Dünyada en hızlı gelişen şehirler arasında ilk sıralarda yer alan Bursa, aldığı göçlerle de büyümeyi tetikliyor. Buna paralel olarak inşaat sektörü de kentte son yıllarda hızlı bir gelişim sağladı. Büyükşehir Belediyesi spor tesisi, sosyal donatı alanı, park ve yeşil alan için 6,5 yılda bini aşkın riskli binayı yıkarken, 0,5 emsal artışı uygulaması ile de kentsel dönüşüme ivme kazandırdı. Büyükşehir Belediye Başkanı Recep Altepe, Belediye Meclisi’nin dönüşüm alanlarında emsal artışını öngören kararı ile il genelinde riskli binaların tespit edildiğini belirterek, “Kentsel dönüşüm yapılması halinde 0,50’ye kadar emsal artışı uygulaması kapsamında ilk dönüşüm, 180 daireden oluşan Nilüfer Sitesi’nin yenileme projesiyle start aldı” dedi.
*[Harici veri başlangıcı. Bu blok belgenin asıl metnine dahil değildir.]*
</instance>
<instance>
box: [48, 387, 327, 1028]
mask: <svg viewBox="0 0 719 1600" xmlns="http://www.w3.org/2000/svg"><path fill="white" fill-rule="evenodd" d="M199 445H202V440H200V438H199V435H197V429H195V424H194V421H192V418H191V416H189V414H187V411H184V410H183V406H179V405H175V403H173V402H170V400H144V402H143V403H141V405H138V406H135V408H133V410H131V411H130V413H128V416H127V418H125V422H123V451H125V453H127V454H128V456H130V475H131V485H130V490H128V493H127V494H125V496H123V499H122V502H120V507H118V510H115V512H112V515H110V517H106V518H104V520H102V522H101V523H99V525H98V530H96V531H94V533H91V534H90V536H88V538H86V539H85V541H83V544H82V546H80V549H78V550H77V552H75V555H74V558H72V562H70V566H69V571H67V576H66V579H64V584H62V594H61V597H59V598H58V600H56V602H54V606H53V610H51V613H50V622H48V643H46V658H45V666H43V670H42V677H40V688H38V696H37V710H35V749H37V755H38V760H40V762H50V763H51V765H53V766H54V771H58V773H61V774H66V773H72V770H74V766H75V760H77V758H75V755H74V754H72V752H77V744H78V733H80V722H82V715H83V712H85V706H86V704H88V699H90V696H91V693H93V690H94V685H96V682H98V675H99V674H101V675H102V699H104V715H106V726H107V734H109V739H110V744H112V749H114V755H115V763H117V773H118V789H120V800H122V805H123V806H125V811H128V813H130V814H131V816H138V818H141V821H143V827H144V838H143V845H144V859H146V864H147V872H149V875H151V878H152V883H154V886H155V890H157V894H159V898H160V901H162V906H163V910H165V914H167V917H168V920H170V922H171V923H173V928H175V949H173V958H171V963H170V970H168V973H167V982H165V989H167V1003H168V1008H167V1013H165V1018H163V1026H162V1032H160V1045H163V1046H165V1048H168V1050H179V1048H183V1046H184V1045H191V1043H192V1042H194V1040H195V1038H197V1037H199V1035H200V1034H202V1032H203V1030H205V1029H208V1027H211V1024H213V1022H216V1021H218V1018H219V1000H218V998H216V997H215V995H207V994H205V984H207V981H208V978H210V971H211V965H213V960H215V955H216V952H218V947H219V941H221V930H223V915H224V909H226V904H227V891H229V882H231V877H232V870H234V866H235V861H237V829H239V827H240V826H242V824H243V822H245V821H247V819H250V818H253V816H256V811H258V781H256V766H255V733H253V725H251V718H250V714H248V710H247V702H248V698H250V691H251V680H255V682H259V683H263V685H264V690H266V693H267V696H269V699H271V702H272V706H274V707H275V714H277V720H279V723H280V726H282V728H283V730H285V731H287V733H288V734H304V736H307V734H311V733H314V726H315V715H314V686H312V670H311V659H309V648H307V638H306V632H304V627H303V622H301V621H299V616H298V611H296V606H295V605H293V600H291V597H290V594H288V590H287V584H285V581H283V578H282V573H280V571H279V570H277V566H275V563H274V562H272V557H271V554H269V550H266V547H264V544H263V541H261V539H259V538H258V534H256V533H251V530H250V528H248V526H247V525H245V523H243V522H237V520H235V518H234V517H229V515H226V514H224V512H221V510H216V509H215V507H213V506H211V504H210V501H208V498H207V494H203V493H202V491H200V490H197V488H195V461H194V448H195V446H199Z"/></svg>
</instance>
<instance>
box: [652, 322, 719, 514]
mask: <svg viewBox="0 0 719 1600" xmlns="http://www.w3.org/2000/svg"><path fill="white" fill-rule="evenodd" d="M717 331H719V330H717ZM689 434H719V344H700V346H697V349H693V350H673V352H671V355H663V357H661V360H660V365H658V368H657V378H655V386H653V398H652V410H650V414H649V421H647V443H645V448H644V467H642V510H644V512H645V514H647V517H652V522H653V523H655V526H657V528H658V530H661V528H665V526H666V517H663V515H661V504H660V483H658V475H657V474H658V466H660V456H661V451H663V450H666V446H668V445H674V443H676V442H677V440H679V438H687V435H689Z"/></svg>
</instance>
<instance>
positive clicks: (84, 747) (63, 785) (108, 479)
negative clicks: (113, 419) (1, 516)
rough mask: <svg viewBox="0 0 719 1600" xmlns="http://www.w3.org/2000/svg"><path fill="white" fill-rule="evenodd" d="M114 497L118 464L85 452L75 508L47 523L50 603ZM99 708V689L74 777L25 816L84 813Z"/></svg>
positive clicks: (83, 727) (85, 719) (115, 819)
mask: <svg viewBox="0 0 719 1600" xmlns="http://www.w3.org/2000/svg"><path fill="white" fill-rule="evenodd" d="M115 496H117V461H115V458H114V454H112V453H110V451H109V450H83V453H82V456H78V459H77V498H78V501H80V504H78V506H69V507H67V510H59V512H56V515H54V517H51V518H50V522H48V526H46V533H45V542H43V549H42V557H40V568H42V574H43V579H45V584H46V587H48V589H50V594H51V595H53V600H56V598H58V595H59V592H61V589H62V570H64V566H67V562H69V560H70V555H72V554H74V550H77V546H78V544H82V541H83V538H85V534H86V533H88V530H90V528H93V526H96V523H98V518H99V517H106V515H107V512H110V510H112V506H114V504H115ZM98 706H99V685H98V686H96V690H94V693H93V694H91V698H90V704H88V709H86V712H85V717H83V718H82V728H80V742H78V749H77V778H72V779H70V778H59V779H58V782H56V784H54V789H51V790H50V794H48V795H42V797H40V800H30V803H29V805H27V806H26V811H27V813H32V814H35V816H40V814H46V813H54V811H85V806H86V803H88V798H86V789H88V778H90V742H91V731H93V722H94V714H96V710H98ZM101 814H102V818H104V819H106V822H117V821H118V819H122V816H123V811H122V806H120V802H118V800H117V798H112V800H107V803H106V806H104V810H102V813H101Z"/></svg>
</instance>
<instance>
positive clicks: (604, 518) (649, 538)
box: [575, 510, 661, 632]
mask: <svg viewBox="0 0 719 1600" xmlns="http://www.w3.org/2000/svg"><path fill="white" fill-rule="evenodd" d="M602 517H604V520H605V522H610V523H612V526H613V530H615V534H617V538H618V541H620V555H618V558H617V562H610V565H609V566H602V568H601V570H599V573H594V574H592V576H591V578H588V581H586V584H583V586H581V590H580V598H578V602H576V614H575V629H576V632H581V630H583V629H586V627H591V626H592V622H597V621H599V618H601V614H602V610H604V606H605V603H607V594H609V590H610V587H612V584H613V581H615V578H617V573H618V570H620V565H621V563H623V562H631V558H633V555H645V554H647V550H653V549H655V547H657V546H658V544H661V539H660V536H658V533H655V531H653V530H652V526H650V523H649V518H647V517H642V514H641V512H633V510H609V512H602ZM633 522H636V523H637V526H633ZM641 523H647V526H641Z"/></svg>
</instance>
İşte Büyükşehir Belediye Başkanı Recep Altepe ile Kentsel dönüşüm ile ilgili yapılan çalışmalardan 0.50 emsal artışına, kentte parsel bazında değişiklikler yapılmadan bütüncül planlara, konut arz ve stoğundan yapılaşmaya ve Bursa’daki inşaatların kalitesine kadar herşeyi konuştuğumuz röportajım…
Kentsel dönüşüm ile ilgili yapılan çalışmaları nasıl değerlendiriyorsunuz?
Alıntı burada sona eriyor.